The reason for the technology that we see around us today is that common sense was rejected centuries ago in favor of the scientific method. The scientific method essentially says that your assertions must be tested first and be repeatable before they’re accepted. It’s the testing that matters, not common sense. In that vein, here are two car misconceptions that seem sensible on the surface but are actually false:
Leaving Your Tailgate Open Improves Your Mileage
This seems to make sense when you imagine air flowing across the top of your pickup and then down into the bed where it meets the vertical surface of your closed tailgate. Surely this must cause more drag when the airflow is forced up and over the closed tailgate. If air actually behaved this way then yes, you’re better off leaving the tailgate down.
But nature behaves differently. The air flowing past the pickup bed splits into two parts: a bubble of slow-moving air that occupies the bed, and a faster moving layer that flows over the bubble and over the raised tailgate. The truck plus the bubble results in a more aerodynamic shape than a truck with its tail gate open.
A 5 Mph Speed Limit Increase Has a Minimal Effect on Road Fatalities
Driving 5 mph faster doesn’t seem like much and it may not increase your individual risk level by much. However, collectively it poses a larger risk.

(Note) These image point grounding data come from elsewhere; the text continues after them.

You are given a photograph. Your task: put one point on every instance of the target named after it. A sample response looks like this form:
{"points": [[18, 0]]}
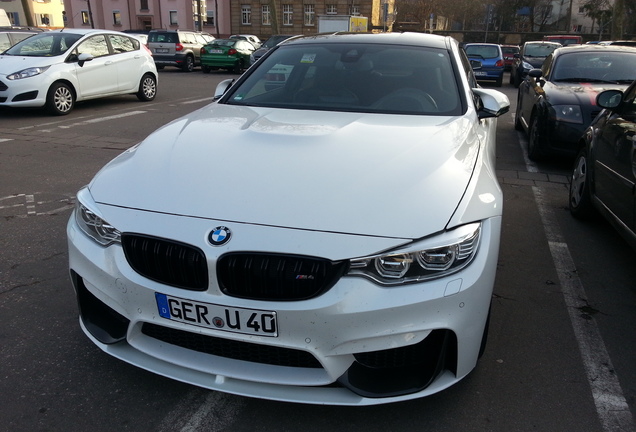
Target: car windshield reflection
{"points": [[350, 77]]}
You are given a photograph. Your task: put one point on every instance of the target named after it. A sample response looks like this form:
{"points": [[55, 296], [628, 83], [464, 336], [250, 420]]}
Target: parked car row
{"points": [[580, 102]]}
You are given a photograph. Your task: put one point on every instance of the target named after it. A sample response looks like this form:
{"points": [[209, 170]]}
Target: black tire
{"points": [[579, 199], [535, 142], [147, 88], [188, 64], [60, 99]]}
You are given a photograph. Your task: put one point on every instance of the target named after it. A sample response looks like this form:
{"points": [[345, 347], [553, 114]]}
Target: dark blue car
{"points": [[492, 62]]}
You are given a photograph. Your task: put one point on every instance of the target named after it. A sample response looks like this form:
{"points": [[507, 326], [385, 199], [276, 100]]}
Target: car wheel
{"points": [[188, 64], [60, 99], [534, 140], [147, 88], [580, 202]]}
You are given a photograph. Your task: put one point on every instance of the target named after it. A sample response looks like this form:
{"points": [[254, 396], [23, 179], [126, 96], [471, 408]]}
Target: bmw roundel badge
{"points": [[219, 236]]}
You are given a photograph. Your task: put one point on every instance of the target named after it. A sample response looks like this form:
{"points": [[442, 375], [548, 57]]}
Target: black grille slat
{"points": [[276, 277], [166, 261], [237, 350]]}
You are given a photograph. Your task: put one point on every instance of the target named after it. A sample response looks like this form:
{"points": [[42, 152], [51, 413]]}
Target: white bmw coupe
{"points": [[326, 231]]}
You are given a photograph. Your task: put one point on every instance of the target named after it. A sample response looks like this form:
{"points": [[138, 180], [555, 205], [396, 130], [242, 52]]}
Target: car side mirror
{"points": [[492, 103], [84, 57], [222, 87], [609, 99]]}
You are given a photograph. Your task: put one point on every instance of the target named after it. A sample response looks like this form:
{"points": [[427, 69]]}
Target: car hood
{"points": [[584, 94], [369, 174]]}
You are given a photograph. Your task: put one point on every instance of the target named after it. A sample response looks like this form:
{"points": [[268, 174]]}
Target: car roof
{"points": [[594, 48], [81, 31], [542, 43], [406, 38], [482, 43]]}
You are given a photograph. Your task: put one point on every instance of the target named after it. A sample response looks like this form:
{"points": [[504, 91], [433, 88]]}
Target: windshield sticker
{"points": [[308, 58]]}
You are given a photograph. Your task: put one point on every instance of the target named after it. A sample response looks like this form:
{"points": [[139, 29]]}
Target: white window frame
{"points": [[210, 19], [310, 15], [266, 15], [246, 14]]}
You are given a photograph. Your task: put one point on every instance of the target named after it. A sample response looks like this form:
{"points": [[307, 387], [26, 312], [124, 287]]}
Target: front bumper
{"points": [[26, 92], [356, 344]]}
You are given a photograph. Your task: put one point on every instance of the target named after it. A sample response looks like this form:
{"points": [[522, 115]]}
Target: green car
{"points": [[230, 54]]}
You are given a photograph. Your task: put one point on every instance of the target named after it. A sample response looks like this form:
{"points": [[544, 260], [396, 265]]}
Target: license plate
{"points": [[217, 317]]}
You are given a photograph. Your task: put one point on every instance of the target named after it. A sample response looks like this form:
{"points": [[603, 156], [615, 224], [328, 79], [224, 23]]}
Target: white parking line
{"points": [[101, 119], [611, 407]]}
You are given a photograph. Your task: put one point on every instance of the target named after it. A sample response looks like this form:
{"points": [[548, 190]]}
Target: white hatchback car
{"points": [[57, 68], [331, 240]]}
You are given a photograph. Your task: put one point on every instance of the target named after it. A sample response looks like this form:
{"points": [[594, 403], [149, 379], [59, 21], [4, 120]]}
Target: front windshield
{"points": [[44, 45], [392, 79], [598, 66], [539, 50]]}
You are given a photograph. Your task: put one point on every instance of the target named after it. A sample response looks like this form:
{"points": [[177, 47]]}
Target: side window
{"points": [[96, 46], [122, 43], [547, 65]]}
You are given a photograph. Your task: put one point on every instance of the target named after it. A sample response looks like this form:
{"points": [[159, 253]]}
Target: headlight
{"points": [[26, 73], [92, 224], [457, 250], [568, 113]]}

When lots of people are exposed to that risk, even when it’s relatively low, it means that more people will die on the road at the end of the year. When one person flips a coin, his odds of getting a tails up is 50%. But when one million people flip a coin, it’s a near certainty that lots of people will get a tails side up.
The faster you drive, the less reaction time you have because it takes more distance to slow down. That increases the likelihood of striking the bicyclist that pulls in front of you or the pedestrian that isn’t looking your way when he or she crosses the road. It increases the likelihood of your crashing into the driver’s door and into the driver of a car stalled in front of you.